Once ingested, cantharidin most often affects gastrointestinal mucosa including the mouth, renal, bladder and heart muscle. Cantharidin is excreted through the kidneys and severely irritates the urinary system. Signs of exposure and toxicity manifest within 3-18 hours of ingestion;


  • Dunking their mouth in water or aggressive splashing
  • Reduced eating
  • Lethargy
  • Colic
  • Salvation and anorexia from blisters in the mouth and on the tongue
  • Endotoxemia sometimes indicated by a purple-blue line that forms on the gums at the base of incisor teeth
  • Watery or bloody stool
  • Frequent attempts to urinate
  • Bloody urine
  • Cardiac Arrhythmia
  • Severe intoxication may cause abdominal cramping or thumps

There is no antidote for cantharidin poisoning. Veterinary treatment is aimed at reducing further toxin absorption with intravenous fluids, activated charcoal and mineral oil or gastric protectants. The affects of cantharidin are dependent on the dose and the relative size and health of the horse. With quick diagnosis and treatment, horses may recover; left untreated death usually occurs within a few days.

The three striped Blister Beetle is one of the most poisonous species.
Photo: Kansas State University

Farming Practices
The Blister Beetle population is contingent each year on the weather. They tend to thrive under drought conditions. They only live a few months in highly localized swarms (sometimes contained within a specific field). Adults feed on flowering alfalfa and weeds while the larvae feeds on bees and grasshopper eggs.

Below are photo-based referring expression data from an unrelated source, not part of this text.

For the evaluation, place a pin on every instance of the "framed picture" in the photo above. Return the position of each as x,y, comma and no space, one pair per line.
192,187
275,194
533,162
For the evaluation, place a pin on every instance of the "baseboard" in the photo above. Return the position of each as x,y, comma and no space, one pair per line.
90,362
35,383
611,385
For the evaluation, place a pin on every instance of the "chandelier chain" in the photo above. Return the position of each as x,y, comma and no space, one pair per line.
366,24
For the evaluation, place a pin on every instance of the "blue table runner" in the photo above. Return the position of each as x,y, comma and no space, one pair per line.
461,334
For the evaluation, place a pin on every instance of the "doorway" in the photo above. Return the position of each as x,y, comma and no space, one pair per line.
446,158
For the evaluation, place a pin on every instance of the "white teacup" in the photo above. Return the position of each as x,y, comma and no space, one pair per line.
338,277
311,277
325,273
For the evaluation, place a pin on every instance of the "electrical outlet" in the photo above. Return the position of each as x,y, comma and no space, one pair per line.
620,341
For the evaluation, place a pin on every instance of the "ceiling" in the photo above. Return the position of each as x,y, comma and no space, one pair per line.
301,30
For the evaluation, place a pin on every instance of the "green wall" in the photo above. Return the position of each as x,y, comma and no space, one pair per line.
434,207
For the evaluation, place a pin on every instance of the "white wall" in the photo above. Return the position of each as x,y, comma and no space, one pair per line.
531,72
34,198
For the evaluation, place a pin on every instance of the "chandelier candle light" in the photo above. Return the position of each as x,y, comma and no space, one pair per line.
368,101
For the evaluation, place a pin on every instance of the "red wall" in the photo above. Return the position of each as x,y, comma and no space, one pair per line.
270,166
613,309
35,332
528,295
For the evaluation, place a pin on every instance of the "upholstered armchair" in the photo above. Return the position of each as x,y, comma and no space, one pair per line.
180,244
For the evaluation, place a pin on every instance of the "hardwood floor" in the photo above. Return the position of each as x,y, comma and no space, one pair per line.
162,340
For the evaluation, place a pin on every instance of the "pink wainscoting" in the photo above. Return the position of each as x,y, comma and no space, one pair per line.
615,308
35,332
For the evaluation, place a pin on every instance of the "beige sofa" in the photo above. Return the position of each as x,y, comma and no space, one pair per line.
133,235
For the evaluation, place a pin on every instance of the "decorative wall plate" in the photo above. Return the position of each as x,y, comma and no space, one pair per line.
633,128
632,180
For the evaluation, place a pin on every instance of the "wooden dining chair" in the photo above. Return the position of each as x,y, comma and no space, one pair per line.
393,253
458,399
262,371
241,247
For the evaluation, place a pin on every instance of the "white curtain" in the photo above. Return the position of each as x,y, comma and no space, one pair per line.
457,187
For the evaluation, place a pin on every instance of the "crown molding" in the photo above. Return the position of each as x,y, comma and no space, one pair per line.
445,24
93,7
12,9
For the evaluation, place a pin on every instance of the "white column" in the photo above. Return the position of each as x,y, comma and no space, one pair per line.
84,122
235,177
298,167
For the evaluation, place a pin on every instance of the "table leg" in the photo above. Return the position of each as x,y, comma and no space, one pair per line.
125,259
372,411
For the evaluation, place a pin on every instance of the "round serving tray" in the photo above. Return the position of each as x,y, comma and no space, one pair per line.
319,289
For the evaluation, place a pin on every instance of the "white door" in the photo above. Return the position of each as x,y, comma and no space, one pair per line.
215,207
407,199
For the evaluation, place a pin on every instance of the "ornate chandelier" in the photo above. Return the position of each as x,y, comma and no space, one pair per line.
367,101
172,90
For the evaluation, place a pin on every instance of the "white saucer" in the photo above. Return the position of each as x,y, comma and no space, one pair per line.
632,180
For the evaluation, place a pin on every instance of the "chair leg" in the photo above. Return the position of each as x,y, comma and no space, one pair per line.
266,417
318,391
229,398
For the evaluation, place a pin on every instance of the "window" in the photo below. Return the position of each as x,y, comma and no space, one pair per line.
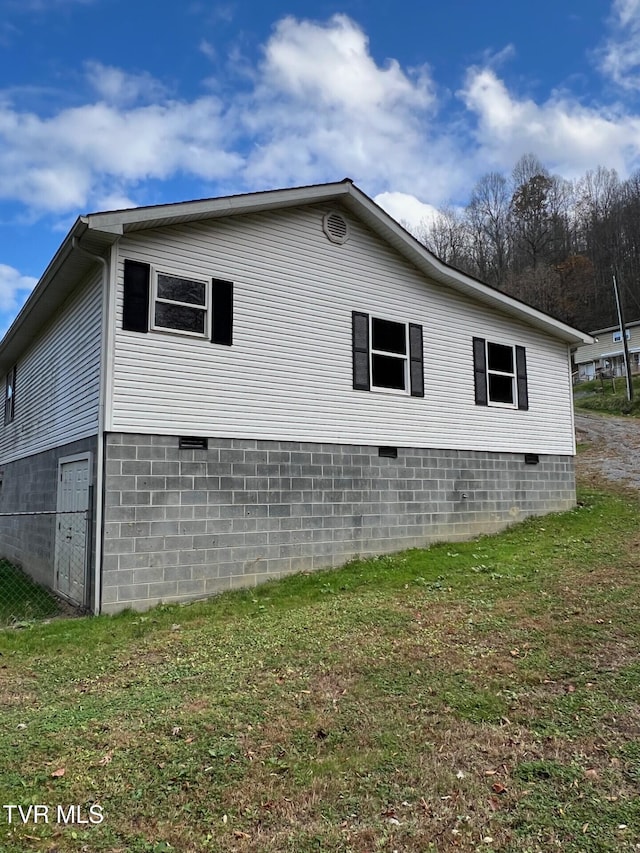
180,304
165,301
387,355
10,396
500,372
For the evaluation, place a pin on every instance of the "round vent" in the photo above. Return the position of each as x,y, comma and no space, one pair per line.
335,227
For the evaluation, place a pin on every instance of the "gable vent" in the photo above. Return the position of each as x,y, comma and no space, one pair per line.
335,227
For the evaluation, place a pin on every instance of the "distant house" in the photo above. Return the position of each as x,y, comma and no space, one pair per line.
242,387
605,356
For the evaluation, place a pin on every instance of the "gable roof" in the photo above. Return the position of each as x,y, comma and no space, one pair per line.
94,233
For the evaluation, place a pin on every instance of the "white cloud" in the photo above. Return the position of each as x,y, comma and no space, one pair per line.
564,134
408,210
318,106
322,108
14,288
619,58
116,86
66,161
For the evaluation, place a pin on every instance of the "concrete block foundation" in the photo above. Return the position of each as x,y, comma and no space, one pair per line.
183,524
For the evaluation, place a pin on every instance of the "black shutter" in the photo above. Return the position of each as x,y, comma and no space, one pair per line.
521,376
222,306
480,371
416,369
135,309
360,345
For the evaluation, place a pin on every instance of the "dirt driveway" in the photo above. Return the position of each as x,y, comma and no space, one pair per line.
612,449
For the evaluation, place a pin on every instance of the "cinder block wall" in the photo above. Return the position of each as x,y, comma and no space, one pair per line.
182,524
30,485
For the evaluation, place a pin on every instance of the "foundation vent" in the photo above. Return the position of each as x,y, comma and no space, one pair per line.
192,442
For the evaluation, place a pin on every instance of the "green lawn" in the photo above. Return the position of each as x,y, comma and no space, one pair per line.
608,396
476,696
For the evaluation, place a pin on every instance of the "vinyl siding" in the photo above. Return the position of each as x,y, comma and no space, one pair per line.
58,379
288,375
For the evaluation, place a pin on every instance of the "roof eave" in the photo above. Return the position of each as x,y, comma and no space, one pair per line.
421,257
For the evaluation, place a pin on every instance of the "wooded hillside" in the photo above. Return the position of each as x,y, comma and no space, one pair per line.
551,242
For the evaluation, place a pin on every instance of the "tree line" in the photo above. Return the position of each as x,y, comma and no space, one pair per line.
553,243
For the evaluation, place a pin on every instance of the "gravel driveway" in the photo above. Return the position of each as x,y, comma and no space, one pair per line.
613,448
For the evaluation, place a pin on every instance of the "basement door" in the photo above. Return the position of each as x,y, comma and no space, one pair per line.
72,527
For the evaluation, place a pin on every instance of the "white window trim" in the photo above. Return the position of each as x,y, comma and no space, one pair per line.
10,398
513,376
206,308
379,389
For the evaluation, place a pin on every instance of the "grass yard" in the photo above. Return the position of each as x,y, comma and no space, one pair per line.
477,696
608,396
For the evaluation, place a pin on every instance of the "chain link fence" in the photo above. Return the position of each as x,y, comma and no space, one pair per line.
42,565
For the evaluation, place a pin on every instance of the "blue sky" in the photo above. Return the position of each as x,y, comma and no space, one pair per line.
115,103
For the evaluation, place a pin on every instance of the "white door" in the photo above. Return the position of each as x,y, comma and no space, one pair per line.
72,527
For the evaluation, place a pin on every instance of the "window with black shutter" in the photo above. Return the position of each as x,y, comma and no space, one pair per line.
387,355
167,301
500,374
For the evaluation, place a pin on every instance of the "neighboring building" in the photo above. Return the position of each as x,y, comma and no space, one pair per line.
605,356
242,387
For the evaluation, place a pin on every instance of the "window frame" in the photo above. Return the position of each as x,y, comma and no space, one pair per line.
10,399
206,308
382,389
513,375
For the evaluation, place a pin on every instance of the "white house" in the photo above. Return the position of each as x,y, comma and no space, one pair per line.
242,387
605,354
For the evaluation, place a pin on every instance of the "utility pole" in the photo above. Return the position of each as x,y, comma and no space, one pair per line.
625,345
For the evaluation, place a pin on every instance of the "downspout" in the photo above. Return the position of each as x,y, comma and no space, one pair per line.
97,585
573,414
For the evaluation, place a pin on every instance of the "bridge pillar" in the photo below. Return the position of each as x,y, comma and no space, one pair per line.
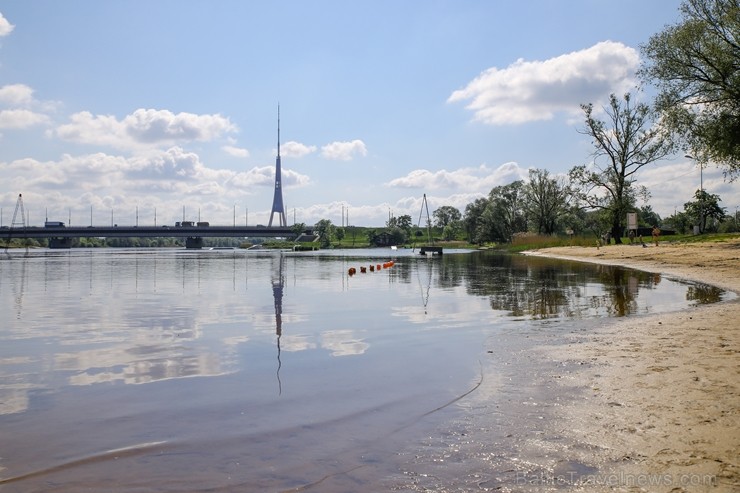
195,243
60,242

In the United States, sound harvesting practices for mitigating Blister Beetles include reduction of weeds and harvesting before or after the alfalfa plants bloom. Use of hay conditioners which crush the stalks to promote faster drying or a crimper which cuts and bales at once can increase the likelihood of blister beetles within the forage. When a field is cut to dry and harvested later the beetles have time to escape before baling.

What can you do?

  • Buy the first or late alfalfa cuttings harvested at < 20% bloom. This reduces risks because the beetles are less abundant before and after blooming.
  • Before feeding alfalfa to your horse inspect it for beetles or bits of beetles. If present, do not feed it to your horse.
  • Be aware of the symptoms of toxicity and contact your veterinarian immediately if your horse demonstrates symptoms
  • Consider removing alfalfa hay from your horse’s diet if he doesn’t need it.